Momerandum itu juga menyatakan bahwa MK adalah organ konstitusi tertinggi yang sederajat dengan kedudukan bundestog, bundesrog, konselir federal dan presiden federal. Karena itu hakim MK bukan pegawai biasa.
Sama halnya dengan konselir presiden dan anggota parlemen, para hakim punya tugas suci untuk tujuannya bahkan sebenarnya mereka punya tugas yang lebih besar yaitu menjamin agar organ-organ konstitusi lain mematuhi batas-batas yang ditentukan basic law.

Pada saat yang sama, MK juga merupakan badan peradilan yang punya fungsi menerapkan hokum.
Berdasarkan hal-hal diatas, momerandum berisi tuntutan agar MK memilik otonomi dalam budget, punya kekuasaan penuh atas administrasi intern, mengangkat, memberhentikan, mengawasi panitra dan pegawai lain dan mengecualikan hakim MK dari peraturan disiplin yang berlaku bagi hakim-hakim lain.

Akhirnya, pada tahun 1960, hamper semua tuntutan terpenuhi.

c.       Konstitusi Amerika
Di Amerika, badan yang berwenang melakukan hak menguji materil adalah badan peradilan umum dengan MA sebagai puncak. Amerika sama sekali tidak menentukan bahwa badan peradilan dapat menguji UU yang dihasilkan kongres.
Menurut Robert Earr Cs, terdapat banyak kontroversi mengenai asal tinjauan pengadilan di Amerika, sangat jelas banyak kata-kata yang memisahkan pengadilan untuk mendeklerasikan tindakan inskonstitusional kongres.
Apa yang dikemukakan tersebut, tampak kebenarannya apabila disimak ketentuan artikel VI section 2.

Konstitusi Amerika menyatakan bahwa :
“ konstitusi ini dan semua UU di Amerika harus dibuat untuk maksud dan tujuan yang telah ditentukan dan semua perjanjian yang dibuat / akan dibuat dibawah wewenang Amerika akan menjadi hokum tertinggi, dan para hakim di tiap-tiap Negara bagian akan terikat dalam batas-batas peraturan perundang-undangan Negara bagian yang bersangkutan meskipun bertentangan”.
Menjadi pertanyaan, apa yang menjadi dasar/landasan penegasan bahwa badan peradilan berwenang melakukan hak menguji materil di Amerika?

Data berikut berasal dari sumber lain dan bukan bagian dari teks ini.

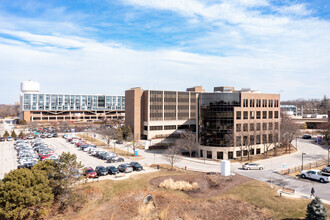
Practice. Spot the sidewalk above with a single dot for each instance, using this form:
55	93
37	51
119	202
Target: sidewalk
298	195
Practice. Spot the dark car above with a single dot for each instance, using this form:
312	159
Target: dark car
112	170
125	168
115	159
26	165
90	173
307	136
136	166
101	171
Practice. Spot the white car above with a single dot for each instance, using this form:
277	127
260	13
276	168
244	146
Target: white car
315	175
252	166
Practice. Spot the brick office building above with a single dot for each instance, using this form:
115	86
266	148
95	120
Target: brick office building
247	116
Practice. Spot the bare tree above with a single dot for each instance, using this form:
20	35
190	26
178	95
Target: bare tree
172	155
109	134
187	141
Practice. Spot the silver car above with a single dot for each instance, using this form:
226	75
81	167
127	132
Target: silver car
252	166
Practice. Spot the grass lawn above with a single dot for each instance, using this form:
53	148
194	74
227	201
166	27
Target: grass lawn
100	195
261	195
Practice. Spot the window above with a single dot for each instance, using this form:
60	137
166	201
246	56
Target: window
245	127
270	126
258	104
251	127
245	103
258	141
246	115
264	139
264	126
258	126
264	103
270	114
156	128
251	102
251	114
209	154
238	115
264	114
270	103
169	127
251	139
270	138
238	141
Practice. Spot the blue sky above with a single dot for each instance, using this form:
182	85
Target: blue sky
108	46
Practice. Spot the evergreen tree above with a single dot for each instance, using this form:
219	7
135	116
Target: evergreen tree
25	194
13	134
6	134
316	210
21	135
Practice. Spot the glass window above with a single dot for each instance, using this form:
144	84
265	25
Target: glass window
264	114
251	114
270	114
238	115
258	114
246	115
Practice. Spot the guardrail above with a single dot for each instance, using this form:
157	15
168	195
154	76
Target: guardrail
306	167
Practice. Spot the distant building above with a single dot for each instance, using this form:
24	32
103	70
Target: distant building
244	114
46	107
289	110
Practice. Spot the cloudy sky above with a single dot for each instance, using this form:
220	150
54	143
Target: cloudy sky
107	46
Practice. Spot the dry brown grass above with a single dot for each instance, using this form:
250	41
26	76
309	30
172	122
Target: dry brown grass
178	185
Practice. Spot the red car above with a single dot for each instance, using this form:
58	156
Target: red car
90	173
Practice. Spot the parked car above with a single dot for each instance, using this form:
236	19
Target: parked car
307	136
90	172
112	170
252	166
326	169
125	168
316	175
136	166
101	171
115	159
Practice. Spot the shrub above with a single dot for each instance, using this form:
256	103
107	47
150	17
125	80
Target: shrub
24	193
316	210
178	185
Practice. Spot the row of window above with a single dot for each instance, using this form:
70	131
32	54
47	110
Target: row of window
257	103
257	126
230	153
169	127
257	114
257	139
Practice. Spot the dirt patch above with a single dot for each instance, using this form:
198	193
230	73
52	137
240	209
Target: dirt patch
209	185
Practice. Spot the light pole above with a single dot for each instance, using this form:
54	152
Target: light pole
271	169
302	160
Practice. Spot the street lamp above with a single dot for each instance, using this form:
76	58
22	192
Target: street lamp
302	160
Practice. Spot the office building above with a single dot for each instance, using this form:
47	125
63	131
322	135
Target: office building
224	120
48	107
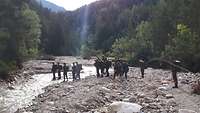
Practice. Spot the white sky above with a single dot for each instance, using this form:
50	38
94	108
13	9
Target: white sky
71	4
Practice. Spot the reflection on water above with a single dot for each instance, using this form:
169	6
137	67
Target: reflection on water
22	95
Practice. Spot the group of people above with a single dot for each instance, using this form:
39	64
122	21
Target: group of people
57	68
121	68
102	65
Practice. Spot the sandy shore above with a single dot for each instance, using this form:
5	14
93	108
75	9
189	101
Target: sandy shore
154	93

Bermula dari tulisan Alexander Harmilton dalam surat kabar Federalis edisi 78 yang secara khusus menyoroti hak menguji materil yang menyatakan :
Interprestasi hokum merupakan wewenang yang sesungguhnya dan khusus dari pengadilan suatu UUD adalah pada kenyataannya harus dihormati oleh hakim sebagai suatu hokum yang Fundamental oleh karena itu, bagi mereka UUD termasuk suatu arti yang khusus seperti arti suatu kinerja khusus dari Badan Legislatif. Jika harus terjadi suatu perselisihan yang tidak bias didamaikan diantara 2 pihak yang memiliki kewajiban terbesar dan kebenaran yang semestinya tentu saja dilimpahkan pada UU dan tujuan masyarakat terhadap wakil-wakil mereka”

Tulisan Hamilton ini, telah memberikan inspirasi kepada MA Amerika untuk menempatkan dirinya dalam kedudukan sebagai badan yang melaksanakan yudisial review sehingga pada tahun 1803 dalam kasus William Mercury Vs Madison untuk pertama kalinya MA menyatakan bahwa UU Federal sebagai Unconstitutional.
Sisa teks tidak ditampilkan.